2 cups hulled and halved strawberries
2 cups raspberries
2 cups blackberries
2 cups chopped ripe peaches, apricots, or nectarines
3/4 cup plus 1 tablespoon sugar
1 tablespoon cornstarch
1 cup all-purpose flour
1/2 cup almond flour
2 teaspoons baking powder
1/2 teaspoon kosher salt
6 tablespoons (3/4 stick) unsalted butter, at room temperature
1 large egg
3/4 cup cooked, pureed orange-fleshed sweetpotatoes (from about 9 ounces raw)
2 teaspoons grated lemon zest


  1. Arrange a rack in the lower third of the oven and preheat it to 350°F.

  2. Toss the strawberries, raspberries, blackberries, and stone fruit in a 13x9x2-inch baking dish.

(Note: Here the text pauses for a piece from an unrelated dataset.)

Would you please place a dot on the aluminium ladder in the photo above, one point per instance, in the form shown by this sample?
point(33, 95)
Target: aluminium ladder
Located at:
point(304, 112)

In a small bowl, stir together 1/2 cup of the sugar and the cornstarch until the mixture is well blended. This simple act will ensure that the cornstarch is distributed evenly and gently thickens the fruit juices. Sprinkle the sugar mixture over the fruit, then toss it again to coat the fruit evenly. Let sit while you make the batter.

  3. In a small bowl, stir together the flour, almond flour, baking powder, and salt. In a large bowl, beat the butter and 1/4 cup of the sugar until pale and fluffy, about 2 minutes. Add the egg and beat to combine it fully; then beat in the sweetpotato puree and lemon zest. Add the dry ingredients, beating just to incorporate and form a stiff batter. Drop 6 to 8 heaping tablespoonfuls of the batter evenly over the fruit. Sprinkle the batter with the remaining 1 tablespoon sugar. Set the cobbler on a rimmed baking sheet.

  4. Bake the cobbler until the center is bubbly and the cake is risen and golden, 30 to 35 minutes. Let cool for at least 30 minutes before serving.

Tip: You can also make small tea cakes with this batter and a couple cups of whatever fresh berries are in season. Divide the batter among 12 greased standard muffin cups and top each with a few berries. Bake at 350°F for 20 to 25 minutes.